Son entourage et ses habitudes quotidiennes ont fait l’objet d’un examen minutieux et inédit après l’annonce brutale de sa mort, le 25 juin 2009. Le public a commencé à découvrir les détails terrifiants et souvent déconcertants de ses dernières heures, tandis que l’onde de choc initiale se propageait à travers le monde. On a établi qu’une surdose fatale de propofol, un anesthésique chirurgical très puissant généralement réservé aux environnements hospitaliers ou cliniques strictement réglementés, était la cause directe de son décès. Le personnel médical surnomme parfois ce sédatif mortel le « lait de l’amnésie » en raison de son aspect épais, opaque et blanc.
L’enquête qui a suivi a révélé une vérité très troublante sur les conditions de vie et de traitement de Jackson. Finalement, le Dr Conrad Murray, médecin personnel de l’artiste, a reconnu lui avoir fréquemment administré ce puissant anesthésiant à son domicile pour soigner son insomnie chronique. Il a également admis qu’en dernier recours, pour tenter de faire dormir l’artiste avant sa tournée de retour, éprouvante physiquement, il avait mélangé du propofol à plusieurs autres sédatifs puissants, tels que le lorazépam et le midazolam. Lors du procès, largement médiatisé, des médecins spécialistes et des toxicologues ont témoigné que cette dangereuse association de médicaments pouvait altérer considérablement les fonctions respiratoires et cardiaques, nécessitant une surveillance continue par du personnel qualifié équipé de matériel de réanimation.

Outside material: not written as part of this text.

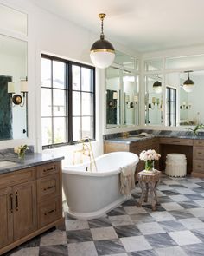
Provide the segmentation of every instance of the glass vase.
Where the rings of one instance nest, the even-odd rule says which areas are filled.
[[[154,170],[154,161],[153,160],[148,160],[145,161],[145,170],[151,172]]]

Cette catastrophe a suscité l’étonnement et l’incrédulité au sein de la communauté médicale. Le propofol ne doit pas être utilisé comme somnifère pour traiter l’insomnie persistante ; son usage devrait être réservé aux anesthésistes dans un cadre clinique strictement réglementé. Le public a été consterné d’apprendre qu’un médecin puisse administrer un médicament aussi intrusif et dangereux dans une chambre à coucher, ce qui a déclenché de vifs débats sur l’éthique médicale.
Le tribunal a conclu que le Dr Murray avait bafoué les normes médicales les plus élémentaires lors de la procédure pénale. Il a négligé d’utiliser les dispositifs de surveillance appropriés, tels qu’un moniteur de fréquence cardiaque en continu ou un oxymètre de pouls, et a laissé Jackson seul sous l’effet de puissants sédatifs. Le médecin a été reconnu coupable et condamné à une peine de prison après que l’accusation a démontré avec succès que cette négligence flagrante constituait un homicide involontaire. Le procès a mis en lumière les conséquences mortelles de l’accès illimité aux médicaments sur ordonnance, les dangers de la dépendance aux célébrités et le comportement contraire à l’éthique de certains professionnels de la santé prêts à franchir les limites professionnelles pour s’enrichir et asseoir leur pouvoir.